Be Alive: Invite a transparent conversation in culture
“Being very transparent about your practices, holding your company accountable, creating standard practices, and communicating that to the public are all a really important step for brands. Because it’s really hard for someone like me to do my work if I don’t know where a brand falls on a spectrum of things. Because you can say very easily that you believe in climate change and that you’re taking action, but if you don’t publicize any of that it’s very hard to tell if you’re actually walking the walk, or if you’re just declaring something on your Instagram story.”
For Sophie, it all adds up to a future where people can be joyous. Where people live in community, know their neighbors, and where brands are connected to and working with local organizers to affect positive change.

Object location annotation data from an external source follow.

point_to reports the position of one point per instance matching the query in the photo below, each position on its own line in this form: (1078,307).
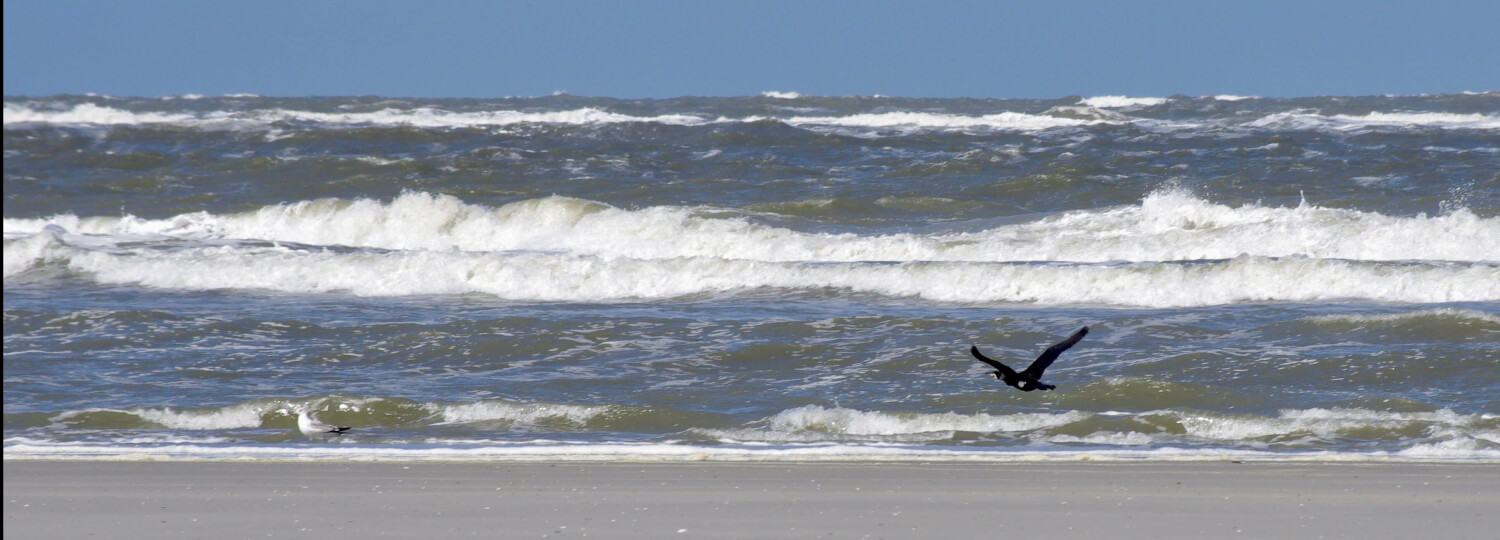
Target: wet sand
(564,500)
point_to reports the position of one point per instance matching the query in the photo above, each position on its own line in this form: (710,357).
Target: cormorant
(1031,378)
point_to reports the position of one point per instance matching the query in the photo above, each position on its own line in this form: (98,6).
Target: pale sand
(422,500)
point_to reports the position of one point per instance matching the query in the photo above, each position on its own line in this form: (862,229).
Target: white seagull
(315,428)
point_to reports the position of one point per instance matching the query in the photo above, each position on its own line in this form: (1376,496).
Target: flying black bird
(1031,378)
(312,426)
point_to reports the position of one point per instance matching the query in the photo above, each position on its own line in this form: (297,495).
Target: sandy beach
(618,500)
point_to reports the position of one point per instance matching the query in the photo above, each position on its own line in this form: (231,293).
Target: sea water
(773,276)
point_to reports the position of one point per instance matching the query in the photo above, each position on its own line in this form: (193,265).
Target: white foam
(1313,120)
(1412,315)
(657,452)
(89,114)
(227,417)
(264,119)
(1122,101)
(561,249)
(519,413)
(851,422)
(903,120)
(1320,422)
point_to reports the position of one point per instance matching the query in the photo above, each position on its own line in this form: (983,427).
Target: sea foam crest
(1167,225)
(1322,422)
(1122,101)
(263,119)
(519,413)
(816,423)
(1313,120)
(1170,251)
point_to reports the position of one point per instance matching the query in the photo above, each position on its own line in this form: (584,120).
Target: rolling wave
(1169,251)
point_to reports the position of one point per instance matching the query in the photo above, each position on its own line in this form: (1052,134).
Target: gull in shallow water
(312,426)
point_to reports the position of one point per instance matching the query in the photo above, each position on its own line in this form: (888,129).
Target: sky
(668,48)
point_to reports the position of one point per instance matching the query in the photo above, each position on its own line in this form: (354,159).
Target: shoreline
(752,500)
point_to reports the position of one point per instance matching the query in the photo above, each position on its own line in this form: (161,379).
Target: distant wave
(1122,101)
(1103,110)
(798,434)
(1169,251)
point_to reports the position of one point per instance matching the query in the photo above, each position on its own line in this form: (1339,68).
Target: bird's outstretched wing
(996,365)
(1040,365)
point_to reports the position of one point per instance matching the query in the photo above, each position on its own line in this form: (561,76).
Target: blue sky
(660,48)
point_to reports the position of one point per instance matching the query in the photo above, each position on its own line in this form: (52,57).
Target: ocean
(761,278)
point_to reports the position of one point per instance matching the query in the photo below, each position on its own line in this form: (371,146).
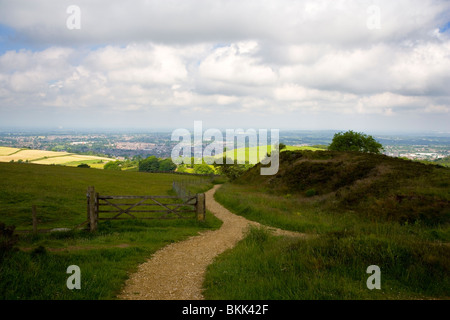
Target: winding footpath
(177,271)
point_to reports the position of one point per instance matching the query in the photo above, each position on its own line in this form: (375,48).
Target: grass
(265,267)
(48,157)
(37,268)
(358,221)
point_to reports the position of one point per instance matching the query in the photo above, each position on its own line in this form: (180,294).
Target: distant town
(128,145)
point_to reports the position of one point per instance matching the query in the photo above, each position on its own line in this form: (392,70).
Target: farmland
(8,154)
(37,270)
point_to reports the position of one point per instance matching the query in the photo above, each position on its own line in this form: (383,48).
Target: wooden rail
(101,207)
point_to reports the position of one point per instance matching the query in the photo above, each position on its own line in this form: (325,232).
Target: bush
(354,141)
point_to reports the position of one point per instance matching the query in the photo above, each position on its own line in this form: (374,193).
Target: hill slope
(373,185)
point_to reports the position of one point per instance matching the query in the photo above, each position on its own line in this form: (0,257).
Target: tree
(355,141)
(231,171)
(150,164)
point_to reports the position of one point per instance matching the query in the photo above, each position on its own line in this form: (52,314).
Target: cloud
(255,59)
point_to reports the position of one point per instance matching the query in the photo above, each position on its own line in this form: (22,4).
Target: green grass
(37,269)
(265,267)
(59,193)
(366,210)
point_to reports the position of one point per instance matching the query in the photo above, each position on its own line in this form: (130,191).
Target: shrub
(354,141)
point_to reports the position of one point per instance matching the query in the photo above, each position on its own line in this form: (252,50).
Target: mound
(370,184)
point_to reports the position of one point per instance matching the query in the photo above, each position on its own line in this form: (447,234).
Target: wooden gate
(143,207)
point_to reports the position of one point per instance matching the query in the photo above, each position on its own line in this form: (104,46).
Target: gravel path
(176,272)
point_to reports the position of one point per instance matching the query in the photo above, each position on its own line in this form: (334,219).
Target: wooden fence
(100,207)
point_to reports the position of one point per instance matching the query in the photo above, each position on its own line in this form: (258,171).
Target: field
(38,269)
(50,157)
(364,210)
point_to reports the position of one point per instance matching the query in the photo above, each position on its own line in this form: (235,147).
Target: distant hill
(443,161)
(8,154)
(372,185)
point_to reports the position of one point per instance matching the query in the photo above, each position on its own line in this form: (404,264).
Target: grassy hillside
(8,154)
(363,210)
(376,186)
(37,270)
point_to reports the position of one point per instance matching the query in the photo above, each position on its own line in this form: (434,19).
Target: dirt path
(176,272)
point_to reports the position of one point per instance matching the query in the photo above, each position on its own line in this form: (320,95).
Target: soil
(177,271)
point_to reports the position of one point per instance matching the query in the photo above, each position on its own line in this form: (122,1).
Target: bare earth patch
(176,272)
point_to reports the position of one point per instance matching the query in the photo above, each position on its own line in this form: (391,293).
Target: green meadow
(36,268)
(359,210)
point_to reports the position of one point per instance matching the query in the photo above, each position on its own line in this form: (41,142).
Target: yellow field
(69,158)
(49,157)
(4,151)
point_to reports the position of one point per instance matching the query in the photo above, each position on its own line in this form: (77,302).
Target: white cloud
(229,57)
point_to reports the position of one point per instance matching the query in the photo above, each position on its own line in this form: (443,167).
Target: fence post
(92,200)
(200,207)
(33,209)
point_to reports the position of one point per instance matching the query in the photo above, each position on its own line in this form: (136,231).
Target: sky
(366,65)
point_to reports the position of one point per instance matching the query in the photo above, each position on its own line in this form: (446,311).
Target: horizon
(289,65)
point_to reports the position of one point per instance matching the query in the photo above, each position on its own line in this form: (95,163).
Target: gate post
(92,209)
(200,207)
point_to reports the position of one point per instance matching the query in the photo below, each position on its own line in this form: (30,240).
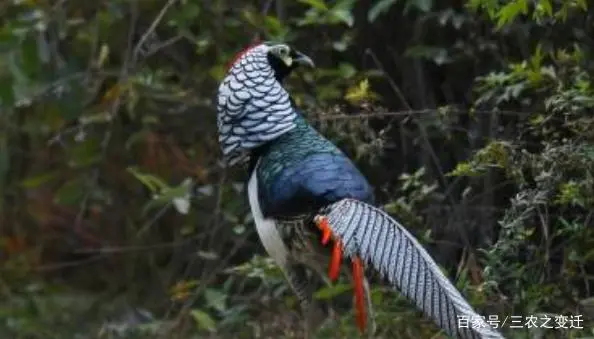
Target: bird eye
(283,51)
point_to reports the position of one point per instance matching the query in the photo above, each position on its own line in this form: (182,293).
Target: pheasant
(309,200)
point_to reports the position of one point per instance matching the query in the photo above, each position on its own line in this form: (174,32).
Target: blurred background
(473,119)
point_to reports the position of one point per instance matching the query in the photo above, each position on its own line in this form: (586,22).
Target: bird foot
(334,269)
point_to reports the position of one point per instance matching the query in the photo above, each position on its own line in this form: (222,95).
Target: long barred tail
(389,248)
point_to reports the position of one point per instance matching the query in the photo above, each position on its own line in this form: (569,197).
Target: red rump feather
(242,52)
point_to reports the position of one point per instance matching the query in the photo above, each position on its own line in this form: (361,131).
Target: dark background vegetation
(473,119)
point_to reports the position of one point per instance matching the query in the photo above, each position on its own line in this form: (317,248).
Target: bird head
(253,107)
(280,57)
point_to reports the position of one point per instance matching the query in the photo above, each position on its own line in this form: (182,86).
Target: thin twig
(152,28)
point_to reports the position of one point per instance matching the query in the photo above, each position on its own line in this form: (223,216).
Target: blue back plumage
(302,171)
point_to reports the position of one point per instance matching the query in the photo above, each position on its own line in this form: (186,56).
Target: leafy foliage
(472,119)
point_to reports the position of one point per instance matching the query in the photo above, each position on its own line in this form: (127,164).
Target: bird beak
(302,59)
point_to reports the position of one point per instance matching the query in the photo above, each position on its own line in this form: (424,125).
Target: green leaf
(216,299)
(203,320)
(380,7)
(317,4)
(510,11)
(38,180)
(422,5)
(330,292)
(72,192)
(153,183)
(344,16)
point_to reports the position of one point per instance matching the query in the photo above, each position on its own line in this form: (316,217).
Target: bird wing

Brands Can Help Restore Our Earth
If brands take a regenerative approach, it builds trust and welcomes participation. And importantly it shares the burden of responsibility so that together we can build a better future. When a brand like McDonald’s says we’ve been part of the single-use waste problem, now help us design out waste and try our reusable cup, or Seventh Generation backs the Green New Deal Network’s THRIVE agenda and helps consumers petition their legislators, or The North Face Renewed says buy this refurbished jacket because it’s ready for more exploration, consumers don’t feel shamed, they feel excited and invited to be part of a better way of living.
This year’s Earth Month theme, Restore Our Earth, is saying we can’t go back to business as usual. In that sense restore is to regenerate, to create something new. The world needs Regenerative Brands.